The parents, identified only as S.L. and D.J., argued that the ERC program interfered with their ability to pass on the Catholic faith to their children. They requested to have their children exempt from the program, but the school board refused.
In upholding the Quebec Court of Appeal’s dismissal, the top court said the parents had not proved their right to freedom of religion had been violated.
“Although the sincerity of a person’s belief that a religious practice must be observed is relevant to whether the person’s right to freedom of religion is at issue, an infringement of this right cannot be established without objective proof of an interference with the observance of that practice. It is not enough for a person to say that his or her rights have been infringed. The person must prove the infringement on a balance of probabilities,” the court stated in S.L. v. Commission scolaire des Chênes.
Nathalie Des Rosiers, general counsel of the Canadian Civil Liberties Association, which was an intervener in the case, says the ruling applied the test for freedom of religion in Canada in a slightly different way. “It does recognize the difference between indoctrination and instruction, and supports the view that you can educate children about different religions without violating the freedom of expression of them,” she says.
According to the ruling: “[S.L. and D.J.] claim that the ERC Program is not in fact neutral and that students following the ERC course would be exposed to a form of relativism which would interfere with their ability to pass their faith on to their children. They also maintain that exposing children to various religious facts is confusing for them. The evidence demonstrates, firstly, that the Ministère’s formal purpose does not appear to have been to transmit a philosophy based on relativism or to influence young people’s specific beliefs. Exposing children to a comprehensive presentation of various religions without forcing the children to join them does not constitute an indoctrination of students that would infringe the freedom of religion of L and J.

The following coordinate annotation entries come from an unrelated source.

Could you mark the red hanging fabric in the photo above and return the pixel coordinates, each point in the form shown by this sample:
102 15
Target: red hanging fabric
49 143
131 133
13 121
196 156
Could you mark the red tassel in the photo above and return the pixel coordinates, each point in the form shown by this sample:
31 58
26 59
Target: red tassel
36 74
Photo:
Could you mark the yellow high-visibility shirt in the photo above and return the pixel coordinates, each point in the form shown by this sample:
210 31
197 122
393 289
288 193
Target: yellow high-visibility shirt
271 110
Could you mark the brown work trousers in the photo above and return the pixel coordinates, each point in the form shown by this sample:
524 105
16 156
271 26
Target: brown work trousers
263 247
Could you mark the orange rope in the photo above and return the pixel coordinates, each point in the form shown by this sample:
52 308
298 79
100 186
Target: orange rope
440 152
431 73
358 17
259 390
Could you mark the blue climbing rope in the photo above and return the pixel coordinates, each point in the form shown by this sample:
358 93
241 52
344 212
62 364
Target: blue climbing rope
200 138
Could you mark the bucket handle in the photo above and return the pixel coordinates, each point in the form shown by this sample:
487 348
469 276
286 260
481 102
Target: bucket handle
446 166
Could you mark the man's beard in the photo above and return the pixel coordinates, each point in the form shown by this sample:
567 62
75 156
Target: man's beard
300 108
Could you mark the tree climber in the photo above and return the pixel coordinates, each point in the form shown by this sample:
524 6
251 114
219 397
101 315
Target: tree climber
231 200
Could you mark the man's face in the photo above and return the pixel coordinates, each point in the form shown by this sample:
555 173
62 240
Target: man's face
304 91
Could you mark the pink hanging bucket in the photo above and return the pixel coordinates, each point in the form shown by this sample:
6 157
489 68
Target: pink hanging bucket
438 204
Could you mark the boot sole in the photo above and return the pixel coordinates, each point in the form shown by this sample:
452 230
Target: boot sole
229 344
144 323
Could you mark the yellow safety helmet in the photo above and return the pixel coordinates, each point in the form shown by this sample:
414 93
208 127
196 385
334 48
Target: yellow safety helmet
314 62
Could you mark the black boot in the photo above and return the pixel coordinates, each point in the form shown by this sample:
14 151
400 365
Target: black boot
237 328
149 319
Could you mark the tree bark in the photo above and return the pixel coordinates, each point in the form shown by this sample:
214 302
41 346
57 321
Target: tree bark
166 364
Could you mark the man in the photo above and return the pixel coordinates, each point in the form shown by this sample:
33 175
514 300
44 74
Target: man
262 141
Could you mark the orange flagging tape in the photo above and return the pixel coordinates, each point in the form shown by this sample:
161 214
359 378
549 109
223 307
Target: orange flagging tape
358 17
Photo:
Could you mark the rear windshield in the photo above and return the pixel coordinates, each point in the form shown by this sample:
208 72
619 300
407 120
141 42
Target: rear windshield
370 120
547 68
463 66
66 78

“Furthermore, the early exposure of children to realities that differ from those in their immediate family environment is a fact of life in society. The suggestion that exposing children to a variety of religious facts in itself infringes their religious freedom or that of their parents amounts to a rejection of the multicultural reality of Canadian society and ignores the Quebec government’s obligations with regard to public education.”
On behalf of the majority decision, Justice Marie Deschamps wrote: “The societal changes that Canada has undergone since the middle of the last century have brought with them a new social philosophy that favours the recognition of minority rights. The developments in the area of education that have taken place in Quebec and that are at issue in this appeal must be situated within this larger context. Given the religious diversity of present-day Quebec, the state can no longer promote a vision of society in public schools that is based on historically dominant religions.”

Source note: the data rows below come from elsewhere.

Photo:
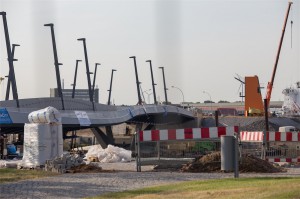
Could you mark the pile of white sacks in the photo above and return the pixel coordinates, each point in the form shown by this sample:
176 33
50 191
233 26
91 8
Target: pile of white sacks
43 138
109 155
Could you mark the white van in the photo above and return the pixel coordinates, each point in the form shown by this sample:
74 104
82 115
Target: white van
284 129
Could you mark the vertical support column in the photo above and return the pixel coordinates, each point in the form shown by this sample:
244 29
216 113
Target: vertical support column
9 74
137 148
153 84
137 81
87 68
165 88
75 77
10 60
110 88
56 63
94 80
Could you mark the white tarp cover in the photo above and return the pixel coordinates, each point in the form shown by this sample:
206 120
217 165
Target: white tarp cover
41 142
46 115
109 155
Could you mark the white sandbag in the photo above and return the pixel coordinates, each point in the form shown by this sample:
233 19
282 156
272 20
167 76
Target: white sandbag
46 115
109 155
41 143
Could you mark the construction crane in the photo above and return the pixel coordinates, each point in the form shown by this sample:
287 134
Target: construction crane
270 84
1 79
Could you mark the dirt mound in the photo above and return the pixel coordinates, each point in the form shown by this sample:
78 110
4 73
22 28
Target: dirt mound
212 163
259 125
86 168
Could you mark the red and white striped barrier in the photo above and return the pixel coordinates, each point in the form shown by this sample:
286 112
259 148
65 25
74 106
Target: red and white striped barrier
189 133
283 159
247 136
288 136
270 137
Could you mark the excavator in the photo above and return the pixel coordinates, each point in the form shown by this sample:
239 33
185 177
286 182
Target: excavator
253 100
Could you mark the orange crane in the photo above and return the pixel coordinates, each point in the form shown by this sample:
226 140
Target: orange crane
270 84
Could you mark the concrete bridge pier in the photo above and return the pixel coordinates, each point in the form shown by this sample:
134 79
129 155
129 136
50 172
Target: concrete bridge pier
104 138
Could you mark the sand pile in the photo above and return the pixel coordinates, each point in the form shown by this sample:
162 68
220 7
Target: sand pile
212 163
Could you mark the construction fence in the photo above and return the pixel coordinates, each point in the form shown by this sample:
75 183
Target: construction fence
271 146
173 146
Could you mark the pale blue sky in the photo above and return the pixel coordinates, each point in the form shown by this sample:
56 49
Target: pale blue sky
201 44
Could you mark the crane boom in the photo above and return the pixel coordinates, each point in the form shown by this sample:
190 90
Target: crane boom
270 84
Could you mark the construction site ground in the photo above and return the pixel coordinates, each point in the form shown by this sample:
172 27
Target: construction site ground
124 177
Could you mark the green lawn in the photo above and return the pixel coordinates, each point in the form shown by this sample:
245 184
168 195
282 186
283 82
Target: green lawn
225 188
11 175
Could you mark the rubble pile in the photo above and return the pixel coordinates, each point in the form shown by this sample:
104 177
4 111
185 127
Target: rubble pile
259 125
85 168
63 163
212 163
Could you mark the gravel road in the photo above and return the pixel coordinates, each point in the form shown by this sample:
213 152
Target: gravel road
81 185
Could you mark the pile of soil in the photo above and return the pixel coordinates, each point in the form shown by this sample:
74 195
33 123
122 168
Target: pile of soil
86 168
259 126
212 163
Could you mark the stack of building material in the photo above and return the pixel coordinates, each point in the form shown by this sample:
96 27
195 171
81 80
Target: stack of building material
63 163
42 138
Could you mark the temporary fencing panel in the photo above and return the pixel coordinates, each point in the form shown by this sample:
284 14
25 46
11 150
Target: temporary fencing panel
173 145
272 146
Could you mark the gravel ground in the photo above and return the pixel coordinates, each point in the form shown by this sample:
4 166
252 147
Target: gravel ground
81 185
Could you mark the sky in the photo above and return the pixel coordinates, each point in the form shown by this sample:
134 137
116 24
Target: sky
202 45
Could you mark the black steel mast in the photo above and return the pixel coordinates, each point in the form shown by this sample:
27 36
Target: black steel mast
56 63
110 88
10 60
95 79
153 84
137 81
87 68
165 88
75 77
9 73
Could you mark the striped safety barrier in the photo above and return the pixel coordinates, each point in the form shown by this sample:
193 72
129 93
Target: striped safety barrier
287 136
188 133
251 136
283 159
247 136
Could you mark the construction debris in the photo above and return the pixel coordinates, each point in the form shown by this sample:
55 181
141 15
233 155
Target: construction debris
63 163
212 163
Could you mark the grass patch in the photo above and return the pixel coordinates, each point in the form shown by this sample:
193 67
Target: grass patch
12 175
224 188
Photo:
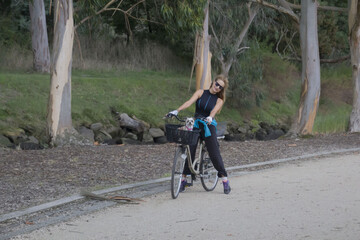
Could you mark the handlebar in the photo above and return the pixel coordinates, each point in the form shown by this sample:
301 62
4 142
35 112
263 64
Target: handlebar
169 115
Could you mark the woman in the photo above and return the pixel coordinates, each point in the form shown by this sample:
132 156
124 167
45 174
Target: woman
208 104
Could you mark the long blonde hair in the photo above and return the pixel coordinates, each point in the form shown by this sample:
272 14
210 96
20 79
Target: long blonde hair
222 93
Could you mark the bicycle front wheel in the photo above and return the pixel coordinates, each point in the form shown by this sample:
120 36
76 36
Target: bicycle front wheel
208 173
177 170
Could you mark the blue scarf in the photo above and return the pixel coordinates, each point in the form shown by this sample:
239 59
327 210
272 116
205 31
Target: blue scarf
206 128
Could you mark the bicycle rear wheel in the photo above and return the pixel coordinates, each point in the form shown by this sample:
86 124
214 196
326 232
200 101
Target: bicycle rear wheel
208 174
177 170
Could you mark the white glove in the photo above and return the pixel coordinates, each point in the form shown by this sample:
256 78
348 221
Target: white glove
175 112
208 120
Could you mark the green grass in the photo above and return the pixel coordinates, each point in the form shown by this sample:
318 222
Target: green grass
148 95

Des Rosiers says there was very little evidence about the way the ERC program is taught, but the ruling validates it anyway. “[Justice Louis] LeBel does indicate that on a better factual basis if the course was not taught in a neutral fashion or if it was taught in a way that discredited some religious beliefs, then certainly there would be a violation of freedom of religion.”
It will be interesting to see how the ERC program plays out, she adds. “[The ruling] does recognize that state neutrality must reflect itself in the public education system,” Des Rosiers tells Legal Feeds. “It does state that very clearly — the state cannot give precedence to one religion over another and cannot indoctrinate. So it will be a fine line in terms of how the course will be taught in terms of whether it truly presents a pluralistic view of all religion or whether indeed it fosters indoctrination.”